Yang kedua berdoa, menyebutkan tentang bagaimana dahulu dia meninggalkan zina karena Allah, padahal wanita sudah berada di depannya dan dia sudah siap, tapi dia tinggalkan itu karena Allah Subhanahu wa Ta’ala. “Ya Allah, seandainya aku melakukan itu saat itu adalah karena takut kepada-Mu, maka gerakkanlah batu ini.” Akhirnya bergerak juga tapi tidak sampai mereka bisa keluar.

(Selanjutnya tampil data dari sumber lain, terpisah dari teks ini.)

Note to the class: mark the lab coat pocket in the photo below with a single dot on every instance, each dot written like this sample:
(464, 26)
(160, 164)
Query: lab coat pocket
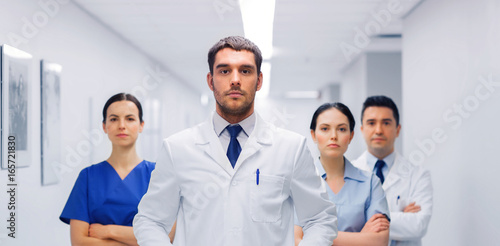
(266, 198)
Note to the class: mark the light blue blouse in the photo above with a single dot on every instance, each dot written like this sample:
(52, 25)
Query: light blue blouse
(360, 198)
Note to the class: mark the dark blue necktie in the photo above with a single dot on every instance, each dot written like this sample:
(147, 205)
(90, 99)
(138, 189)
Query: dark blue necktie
(378, 166)
(234, 148)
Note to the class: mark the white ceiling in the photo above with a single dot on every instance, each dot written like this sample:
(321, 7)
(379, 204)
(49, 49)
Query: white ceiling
(307, 35)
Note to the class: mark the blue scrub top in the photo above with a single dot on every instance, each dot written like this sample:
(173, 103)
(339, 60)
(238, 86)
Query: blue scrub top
(360, 198)
(101, 196)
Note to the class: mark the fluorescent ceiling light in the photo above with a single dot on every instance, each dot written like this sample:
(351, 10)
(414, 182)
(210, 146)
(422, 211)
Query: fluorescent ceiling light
(258, 22)
(302, 94)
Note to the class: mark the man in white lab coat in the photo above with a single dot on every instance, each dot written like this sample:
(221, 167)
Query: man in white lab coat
(407, 186)
(235, 179)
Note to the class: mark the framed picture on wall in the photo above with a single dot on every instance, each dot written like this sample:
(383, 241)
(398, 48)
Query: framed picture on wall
(50, 112)
(16, 104)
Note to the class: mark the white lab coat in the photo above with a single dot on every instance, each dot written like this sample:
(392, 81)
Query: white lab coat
(410, 183)
(215, 204)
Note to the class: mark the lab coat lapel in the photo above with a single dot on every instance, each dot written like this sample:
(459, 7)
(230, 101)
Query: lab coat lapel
(210, 143)
(395, 174)
(261, 135)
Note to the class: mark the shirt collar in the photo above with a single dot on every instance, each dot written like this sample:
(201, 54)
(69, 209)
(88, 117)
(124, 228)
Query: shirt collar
(247, 124)
(389, 160)
(350, 172)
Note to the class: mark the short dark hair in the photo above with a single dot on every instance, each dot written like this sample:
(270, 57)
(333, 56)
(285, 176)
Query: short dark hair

Yang ketiga berdoa kepada Allah, menyebutkan tentang amanahnya dalam menjaga harta orang. Dia seorang majikan punya pekerja. Sebelum dikasihkan gajinya ternyata dia pergi. Dia tahu bahwa ini adalah uang hak dia. Akhirnya dia simpan, ditunggu tidak datang-datang. Akhirnya digunakan uang tadi, dimanfaatkan, dikembangkan, dengan niat nanti kalau si Fulan datang akan dia berikan. Ternyata dikembangkan sampai hewan ternaknya sebanyak satu lembah atau satu bukit. Baru datang orang tadi, kemudian ketika dia menagih, dia katakan, “Itu semua milikmu.” Kemudian dia mengatakan, “Ya Allah, seandainya apa yang aku lakukan adalah ikhlas karena-Mu, maka gerakkanlah batu ini.” Akhirnya terbukalah batu tersebut. Allah Subhanahu wa Ta’ala yang menggerakkan, Allah yang mengabulkan. Dan ini menunjukkan bolehnya kita bertawasul dengan amal saleh.